As the lads I'm writing for have made good progress in the last year, the next article I write for them is gonna be on something a bit more complicated than basic tools and joinery:
Store-bought coping saws never work to their potential because those flimsy steel frames don’t hold the blade sufficiently taut. Their frames can be bent outwards for more tension, but with hard use they quickly bend back to their original mediocre performance. I want one I can speed up dovetail work with, cutting dovetails that require minimal paring in two cuts of the saw. Making that tight, 90-degree turn neatly at the bottom of the dovetail requires a taut blade, and I’ve made a number of frame saws over the decades to achieve that goal. This model is the just the latest refinement of time-tested designs made by my family for generations.
I’m using some very special wood for these…a 240-year-old Pacific Madrona growing at the high tide line of Hood Canal. Termite-ridden, it had to be taken down. While it’s the largest and straightest-grained Madrone I’ve ever seen, the salt water seems to have had a stunting effect in spite of full sun, and the diffuse-porous growth rings are so tight I need magnification to count them in places. Truly exceptional, it is so dense it cuts like tough butter without the splintering normally common in the faster-grown examples of this wood. Normally a twisted understory tree and both harder and heavier than American Beech and Sugar Maple, we use the straighter trees for flooring and stair treads here in its Pacific Northwest native range. Like beech, it shrinks severely in drying, but also like beech, is sufficiently stable once dry for making tools. You can use mahogany, cherry, walnut, maple, ash or any number of hardwoods successfully for your saw. Because of the orientation of the holes in the design and the stresses on them, I recommend you use quarter or rift-sawn stock for the handles.
I’m making a run of 8 saws for economy of scale and full use of the rift sawn, 5/4 board I selected from the drying stack. When making saws, handles, hand screws or other tools, I always use up all the stock I devote to the project, saving any finished pieces leftover for completion later when the right offcut becomes available or for use as spare parts. In the picture above I’m laying out the mortises and holes in the handles, using the jointer fence as an index for efficiency and speed. I build furniture and boats the same way; gang cutting stock for multiple parts and cutting joints in sequence so I can both feel and see the perfect match I’m trying to achieve between each part.
As there are only 16 mortises to make, I chop them with the half-inch mortising chisel. Predrilling and paring aren’t necessary once you get the hang of this simple, basic tool, and it takes 45 minutes…. less time that I would have spent making a jig and using the router.
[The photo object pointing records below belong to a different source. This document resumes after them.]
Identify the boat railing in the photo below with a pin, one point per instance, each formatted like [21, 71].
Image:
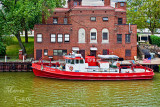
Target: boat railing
[116, 70]
[136, 66]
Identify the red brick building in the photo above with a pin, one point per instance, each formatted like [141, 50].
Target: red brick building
[89, 30]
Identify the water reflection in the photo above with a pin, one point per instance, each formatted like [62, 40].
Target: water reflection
[24, 89]
[93, 93]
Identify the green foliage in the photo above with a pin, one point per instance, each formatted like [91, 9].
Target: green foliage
[144, 13]
[2, 49]
[155, 40]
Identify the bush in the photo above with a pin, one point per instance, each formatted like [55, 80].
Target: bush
[2, 49]
[155, 40]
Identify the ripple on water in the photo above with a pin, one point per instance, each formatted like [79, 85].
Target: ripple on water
[52, 92]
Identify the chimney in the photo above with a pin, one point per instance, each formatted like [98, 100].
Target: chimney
[107, 2]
I bore the holes for the quarter-inch drill rod I’ll use for blade mounts and tensioning rod, counter boring for the handle’s ferrule and evaluate hardware fit after each task. I use brad point and Forstner bits for accuracy and ream the .25-inch holes to .27 using a wire gage jobber bit for clearance. I also like to use a 45-degree countersink where the drill rod emerges from the handles…just for neat. If your bit wanders and you have a hole slightly off center, that 45-degree countersink can also be offset a bit to fool the eye, hiding your mistake.
If you don’t have a drill press, this can also be done just as well using a hand drill. Simply use a long, bell hanger’s bit that’s easy to keep plumb, and have a helper sight plumb from the end of the piece while you sight the face side as you are drilling.
Before turning the handles, I square up the ends of the rough stock and bore a small pilot hole for the drill rod blade mount, to be bored full size later. If I drilled the full-size hole before turning the handle, the hole would be too large for the lathe’s live center. A faster alternative is to fabricate and epoxy mount the drill rod before turning, using the drill rod stub to mount the turning square in the lathe’s 3-jaw or Jacob’s Chuck…but most woodworkers don’t own a chuck for their lathes, so I’ll do it without using a chuck.
I turn the handles on the lathe using a sizing gage on the parting tool matched to the ferrules I’m using. Any brass or copper pipe the correct size will do, but these are ready-made brass ferrules used by larger hydraulic repair shops to fabricate hoses…they are readily available in an amazing array of 50 sizes for 5 dollars a dozen. Acquire your hardware first…I rarely begin a project before all the hardware is on hand, as I prefer to pick my own challenges.
If you don’t have access to a lathe, simpler, 8-sided handles can also be made, fitting the ferrules using rasps and files. Using thickened epoxy demonstrated below to mount the ferrules; the fit doesn’t have to be perfect, as the epoxy will fill those gaps perfectly.
With the handles turned and ferrules mounted with epoxy, I drill the final .25-inch holes with a jobber bit that will follow the pilot hole neatly in preparation for installing the blade mounts, also using epoxy.